If you are looking to boost your income with some ASX dividend stocks, then two listed below could be worth a closer look.
Both of these dividend stocks are expected to provide income investors with attractive dividend yields in the near term and could rise nicely from current levels.
Here's what analysts are saying about them:
Coles Group Ltd (ASX: COL)
The first ASX dividend stock for income investors to consider buying is Coles.
It is one of Australia's largest retailers, with a footprint of over 1,800 retail outlets across the country serving millions of customers every week.
This comprises more than 840 supermarkets and a large liquor store network operating through the Liquorland, First Choice Liquor Market, and Vintage Cellars brands.
Bell Potter is a fan of the company and thinks it would be a good option right now. This is because its analysts "continue to see COL as providing an attractive earnings growth profile through to FY27e on an underlying basis."
The broker expects this to underpin fully franked dividends of 68 cents per share in FY 2025 and then 78 cents per share in FY 2026. Based on the current Coles share price of $19.01, this equates to dividend yields of approximately 3.6% and 4.1%, respectively.
Bell Potter has a buy rating and $20.50 price target on its shares.
Nickel Industries Ltd (ASX: NIC)
For income investors that are not averse to investing in the resources sector, then Nickel Industries could be an ASX dividend stock to buy.
It is a low-cost producer of nickel pig iron (NPI), which is a key ingredient in stainless steel production.
Bell Potter is also very positive on Nickel Industries and believes its shares are being undervalued by the market.
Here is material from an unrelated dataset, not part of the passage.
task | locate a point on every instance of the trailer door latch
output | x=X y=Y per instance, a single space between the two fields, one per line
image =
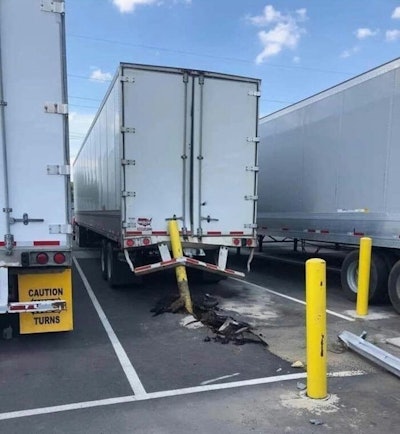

Particularly given its positive growth outlook and attractive dividend yield.
The broker highlights that its "aggressive growth profile is fully funded, it is currently moving through the peak CAPEX phase which we forecast to drive strong earnings growth in CY25 and CY26."
It also notes that "NIC has long-life assets with demonstrated ability to make money through the nickel price cycle while also sustaining a supportive (unfranked) dividend which we forecast to grow." In light of this, it feels that "it trades on undemanding valuation multiples."
In respect to income, the broker is forecasting Nickel Industries to pay 5 cents per share dividends in FY 2024 and FY 2025. Based on its current share price of 88 cents, this would mean dividend yields of 5.7% in both years.
Bell Potter has a buy rating and $1.43 price target on its shares.